Several studies have shown that ovariectomy itself can deteriorate cardiac function or induce cardiac hypertrophy. To some extent, it explains the special pathological mechanism in ventricular hypertrophy and CMD in women. In aged rats, ovariectomy further aggravates the aging-induced decline in cardiac function, exacerbates left ventricular and endocardial collagen deposition, and amplifies these effects compared to aged non-ovariectomized counterparts. Ovariectomy also elicits a significant increase in cardiac inflammatory responses and oxidative stress[105]. In female rats, isolated ovariectomy did not result in reduced cardiac function, substantial cardiac collagen accumulation, or notable expansion of myocardial cell surface area. By contrast, ovariectomy combined with coronary artery occlusion-induced MI led to marked elevations in both collagen deposition and myocyte hypertrophy. Cardiac angiotensin receptor AT1 levels were significantly elevated in both ovariectomy-exposed and MI patients[106]. AT1 receptor activation elicits cardiac hypertrophy and promotes collagen deposition. Not only AT1 receptor expression but also aortic angiotensin-converting enzyme (ACE) were increased by ovariectomy, along with reduced eNOS activity and NO production[107].

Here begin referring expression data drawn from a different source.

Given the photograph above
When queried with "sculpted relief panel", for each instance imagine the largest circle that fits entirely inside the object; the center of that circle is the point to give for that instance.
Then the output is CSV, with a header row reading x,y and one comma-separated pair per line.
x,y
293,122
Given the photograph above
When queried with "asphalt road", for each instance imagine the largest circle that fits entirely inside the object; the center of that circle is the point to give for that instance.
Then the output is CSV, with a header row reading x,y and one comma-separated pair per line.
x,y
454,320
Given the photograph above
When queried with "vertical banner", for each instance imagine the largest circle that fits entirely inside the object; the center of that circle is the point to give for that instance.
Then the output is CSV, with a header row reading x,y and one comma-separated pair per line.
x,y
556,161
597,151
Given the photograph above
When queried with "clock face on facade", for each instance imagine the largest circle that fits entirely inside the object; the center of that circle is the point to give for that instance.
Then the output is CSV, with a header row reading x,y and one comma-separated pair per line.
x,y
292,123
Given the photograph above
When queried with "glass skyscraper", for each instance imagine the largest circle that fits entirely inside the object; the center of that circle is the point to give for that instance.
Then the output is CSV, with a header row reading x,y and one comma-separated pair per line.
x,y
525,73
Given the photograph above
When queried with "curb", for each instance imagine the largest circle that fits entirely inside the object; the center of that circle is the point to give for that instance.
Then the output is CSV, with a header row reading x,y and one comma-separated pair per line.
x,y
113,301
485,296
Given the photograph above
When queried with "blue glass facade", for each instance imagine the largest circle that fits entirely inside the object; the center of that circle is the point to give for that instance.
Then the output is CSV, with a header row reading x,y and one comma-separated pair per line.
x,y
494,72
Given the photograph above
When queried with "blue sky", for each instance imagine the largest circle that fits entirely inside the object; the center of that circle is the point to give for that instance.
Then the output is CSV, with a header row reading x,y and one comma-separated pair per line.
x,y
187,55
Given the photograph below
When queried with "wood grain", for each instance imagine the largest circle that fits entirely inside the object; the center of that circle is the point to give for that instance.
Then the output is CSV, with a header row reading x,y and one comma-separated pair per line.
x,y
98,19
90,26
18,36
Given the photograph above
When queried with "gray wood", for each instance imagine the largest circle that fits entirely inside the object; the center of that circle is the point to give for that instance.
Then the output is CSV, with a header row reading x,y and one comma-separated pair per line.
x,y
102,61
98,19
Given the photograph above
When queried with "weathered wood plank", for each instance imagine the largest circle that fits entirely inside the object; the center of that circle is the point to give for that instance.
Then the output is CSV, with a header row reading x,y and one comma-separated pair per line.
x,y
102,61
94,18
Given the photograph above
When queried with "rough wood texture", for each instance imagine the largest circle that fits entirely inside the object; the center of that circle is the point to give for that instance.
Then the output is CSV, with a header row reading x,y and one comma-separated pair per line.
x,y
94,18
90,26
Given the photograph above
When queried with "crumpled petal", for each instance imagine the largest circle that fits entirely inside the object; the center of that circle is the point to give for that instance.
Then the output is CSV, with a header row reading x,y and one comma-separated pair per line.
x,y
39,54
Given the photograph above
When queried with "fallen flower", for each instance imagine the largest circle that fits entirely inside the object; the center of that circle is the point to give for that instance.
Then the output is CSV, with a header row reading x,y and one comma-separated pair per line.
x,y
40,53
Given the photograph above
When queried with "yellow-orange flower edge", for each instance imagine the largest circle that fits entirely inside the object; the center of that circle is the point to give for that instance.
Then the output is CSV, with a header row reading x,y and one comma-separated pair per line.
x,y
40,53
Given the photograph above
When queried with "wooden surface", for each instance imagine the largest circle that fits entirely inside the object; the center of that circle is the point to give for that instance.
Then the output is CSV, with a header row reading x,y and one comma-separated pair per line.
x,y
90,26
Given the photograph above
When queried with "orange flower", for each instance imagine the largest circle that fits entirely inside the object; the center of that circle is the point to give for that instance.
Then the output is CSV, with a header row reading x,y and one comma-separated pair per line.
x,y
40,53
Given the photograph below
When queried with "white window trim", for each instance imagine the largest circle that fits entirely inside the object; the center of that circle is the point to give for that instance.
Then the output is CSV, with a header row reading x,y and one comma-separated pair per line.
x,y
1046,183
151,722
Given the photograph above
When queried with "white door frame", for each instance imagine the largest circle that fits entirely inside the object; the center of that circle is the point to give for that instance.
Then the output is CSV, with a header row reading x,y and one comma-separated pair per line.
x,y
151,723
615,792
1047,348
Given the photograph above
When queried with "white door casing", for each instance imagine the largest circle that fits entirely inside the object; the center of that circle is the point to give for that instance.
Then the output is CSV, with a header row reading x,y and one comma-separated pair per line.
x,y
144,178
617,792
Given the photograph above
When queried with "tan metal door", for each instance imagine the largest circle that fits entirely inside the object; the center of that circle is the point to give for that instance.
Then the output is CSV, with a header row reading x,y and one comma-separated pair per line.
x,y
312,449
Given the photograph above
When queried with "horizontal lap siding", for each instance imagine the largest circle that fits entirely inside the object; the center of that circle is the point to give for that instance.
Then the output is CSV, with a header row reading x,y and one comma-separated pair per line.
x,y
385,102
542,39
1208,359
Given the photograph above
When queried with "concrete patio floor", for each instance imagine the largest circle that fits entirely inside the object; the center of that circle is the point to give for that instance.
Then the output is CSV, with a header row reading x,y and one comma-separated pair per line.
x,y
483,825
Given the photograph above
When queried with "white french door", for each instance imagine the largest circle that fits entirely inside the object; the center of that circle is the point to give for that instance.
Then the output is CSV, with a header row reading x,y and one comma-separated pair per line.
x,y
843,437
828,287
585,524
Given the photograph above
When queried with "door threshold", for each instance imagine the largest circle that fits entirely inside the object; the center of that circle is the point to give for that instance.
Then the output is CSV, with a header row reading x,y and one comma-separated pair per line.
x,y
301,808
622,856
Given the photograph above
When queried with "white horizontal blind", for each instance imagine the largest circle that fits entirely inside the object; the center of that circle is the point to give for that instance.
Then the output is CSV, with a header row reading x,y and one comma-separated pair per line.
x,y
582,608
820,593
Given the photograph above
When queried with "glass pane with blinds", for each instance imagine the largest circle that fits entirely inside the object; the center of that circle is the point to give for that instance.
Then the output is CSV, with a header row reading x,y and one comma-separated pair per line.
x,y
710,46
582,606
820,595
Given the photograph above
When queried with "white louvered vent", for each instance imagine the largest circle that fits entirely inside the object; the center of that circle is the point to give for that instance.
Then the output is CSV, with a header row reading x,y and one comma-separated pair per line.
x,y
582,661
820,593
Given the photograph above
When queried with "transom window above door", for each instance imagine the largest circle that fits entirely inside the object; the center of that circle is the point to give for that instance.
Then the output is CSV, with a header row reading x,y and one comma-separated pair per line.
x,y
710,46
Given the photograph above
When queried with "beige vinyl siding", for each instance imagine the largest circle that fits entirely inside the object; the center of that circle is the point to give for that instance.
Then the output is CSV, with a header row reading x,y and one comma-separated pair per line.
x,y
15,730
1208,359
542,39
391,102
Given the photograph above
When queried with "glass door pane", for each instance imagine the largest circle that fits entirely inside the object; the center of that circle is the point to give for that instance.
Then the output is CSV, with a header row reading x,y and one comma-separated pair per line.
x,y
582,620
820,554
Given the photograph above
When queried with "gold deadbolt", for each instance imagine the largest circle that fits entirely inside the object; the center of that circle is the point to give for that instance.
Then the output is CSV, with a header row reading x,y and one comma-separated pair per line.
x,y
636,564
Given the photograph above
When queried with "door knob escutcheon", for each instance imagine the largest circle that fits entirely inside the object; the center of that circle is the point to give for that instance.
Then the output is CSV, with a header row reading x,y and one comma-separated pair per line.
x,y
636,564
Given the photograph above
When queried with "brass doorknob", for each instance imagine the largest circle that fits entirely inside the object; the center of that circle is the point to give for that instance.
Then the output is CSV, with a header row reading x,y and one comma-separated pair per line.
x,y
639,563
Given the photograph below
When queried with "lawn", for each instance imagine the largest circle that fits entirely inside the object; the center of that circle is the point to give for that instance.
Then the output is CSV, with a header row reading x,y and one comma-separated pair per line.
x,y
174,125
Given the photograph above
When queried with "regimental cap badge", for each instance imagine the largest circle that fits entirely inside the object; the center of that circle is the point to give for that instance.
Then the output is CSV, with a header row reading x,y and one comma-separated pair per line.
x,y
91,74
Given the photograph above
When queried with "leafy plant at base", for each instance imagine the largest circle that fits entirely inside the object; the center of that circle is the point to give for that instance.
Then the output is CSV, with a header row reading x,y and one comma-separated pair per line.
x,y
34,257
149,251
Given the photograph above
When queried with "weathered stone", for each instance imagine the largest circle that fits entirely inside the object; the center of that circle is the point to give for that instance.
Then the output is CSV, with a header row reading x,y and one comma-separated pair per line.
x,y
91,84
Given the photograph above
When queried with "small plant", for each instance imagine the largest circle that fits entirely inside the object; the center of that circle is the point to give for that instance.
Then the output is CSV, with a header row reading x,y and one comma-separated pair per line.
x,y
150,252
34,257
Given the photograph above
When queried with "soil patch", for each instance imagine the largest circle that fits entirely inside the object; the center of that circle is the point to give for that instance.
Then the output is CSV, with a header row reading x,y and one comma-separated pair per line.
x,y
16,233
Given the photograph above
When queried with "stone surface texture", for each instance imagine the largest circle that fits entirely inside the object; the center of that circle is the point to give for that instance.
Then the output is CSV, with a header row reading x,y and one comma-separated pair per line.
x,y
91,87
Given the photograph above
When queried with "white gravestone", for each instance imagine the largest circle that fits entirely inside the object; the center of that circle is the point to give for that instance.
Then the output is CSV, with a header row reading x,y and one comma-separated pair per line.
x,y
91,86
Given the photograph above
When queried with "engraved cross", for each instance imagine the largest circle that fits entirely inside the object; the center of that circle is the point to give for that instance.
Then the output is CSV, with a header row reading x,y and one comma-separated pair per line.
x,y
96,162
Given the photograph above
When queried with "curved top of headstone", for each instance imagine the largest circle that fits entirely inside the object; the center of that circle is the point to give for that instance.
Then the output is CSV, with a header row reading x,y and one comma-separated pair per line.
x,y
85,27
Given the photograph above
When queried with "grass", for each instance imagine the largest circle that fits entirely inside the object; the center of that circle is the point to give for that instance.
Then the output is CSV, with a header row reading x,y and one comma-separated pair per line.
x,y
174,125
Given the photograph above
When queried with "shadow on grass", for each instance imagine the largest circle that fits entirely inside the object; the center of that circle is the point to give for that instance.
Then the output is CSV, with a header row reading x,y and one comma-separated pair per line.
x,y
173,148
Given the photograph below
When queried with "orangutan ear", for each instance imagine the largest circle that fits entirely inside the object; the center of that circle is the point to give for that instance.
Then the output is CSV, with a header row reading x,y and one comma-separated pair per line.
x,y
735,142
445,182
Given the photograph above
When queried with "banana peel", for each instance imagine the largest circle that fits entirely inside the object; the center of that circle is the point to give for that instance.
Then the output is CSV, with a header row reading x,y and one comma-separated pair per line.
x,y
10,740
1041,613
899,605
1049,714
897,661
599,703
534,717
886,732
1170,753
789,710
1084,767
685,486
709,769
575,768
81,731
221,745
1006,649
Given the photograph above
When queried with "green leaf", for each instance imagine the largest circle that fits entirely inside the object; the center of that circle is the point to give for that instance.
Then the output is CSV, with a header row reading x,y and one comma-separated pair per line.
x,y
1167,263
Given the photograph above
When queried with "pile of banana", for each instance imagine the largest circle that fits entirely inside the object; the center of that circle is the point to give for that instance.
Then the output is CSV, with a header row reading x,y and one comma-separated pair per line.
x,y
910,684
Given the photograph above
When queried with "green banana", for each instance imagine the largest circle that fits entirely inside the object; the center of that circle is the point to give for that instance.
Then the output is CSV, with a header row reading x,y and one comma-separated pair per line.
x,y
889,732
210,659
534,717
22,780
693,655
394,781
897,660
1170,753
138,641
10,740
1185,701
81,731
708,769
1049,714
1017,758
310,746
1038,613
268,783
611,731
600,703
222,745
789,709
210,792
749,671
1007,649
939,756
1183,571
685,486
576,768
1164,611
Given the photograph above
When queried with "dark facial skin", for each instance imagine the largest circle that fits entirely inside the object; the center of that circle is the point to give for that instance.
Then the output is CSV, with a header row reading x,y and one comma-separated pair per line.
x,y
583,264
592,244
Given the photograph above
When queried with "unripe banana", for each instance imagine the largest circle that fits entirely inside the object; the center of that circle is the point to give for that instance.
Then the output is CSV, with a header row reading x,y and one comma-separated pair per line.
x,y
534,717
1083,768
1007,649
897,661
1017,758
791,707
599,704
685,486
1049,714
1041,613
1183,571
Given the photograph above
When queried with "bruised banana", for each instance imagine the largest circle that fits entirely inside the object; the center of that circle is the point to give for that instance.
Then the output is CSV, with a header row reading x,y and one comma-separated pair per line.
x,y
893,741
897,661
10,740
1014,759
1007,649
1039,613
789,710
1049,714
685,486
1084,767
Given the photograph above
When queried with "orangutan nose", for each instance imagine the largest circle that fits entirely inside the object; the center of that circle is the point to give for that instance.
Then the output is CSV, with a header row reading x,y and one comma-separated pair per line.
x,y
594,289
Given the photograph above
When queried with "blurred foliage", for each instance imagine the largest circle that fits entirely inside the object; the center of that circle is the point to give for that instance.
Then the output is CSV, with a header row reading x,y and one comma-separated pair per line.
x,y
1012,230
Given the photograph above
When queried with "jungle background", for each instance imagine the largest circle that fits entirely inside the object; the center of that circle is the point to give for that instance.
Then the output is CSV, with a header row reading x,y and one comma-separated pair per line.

Coronary microvascular resistance is not only an important mechanism but also an important index to evaluate the extent of microvascular dysfunction. When endothelial dysfunction, inflammation, oxidative stress and ventricular hypertrophy cause significant changes in hemodynamics, coronary microvascular resistance changes accordingly. In the absence of angiogenesis, stenosis of an epicardial artery leads to augmented resting perfusion, which could result in tissue necrosis; the self-regulating system fails to compensate, resulting in CMD[108].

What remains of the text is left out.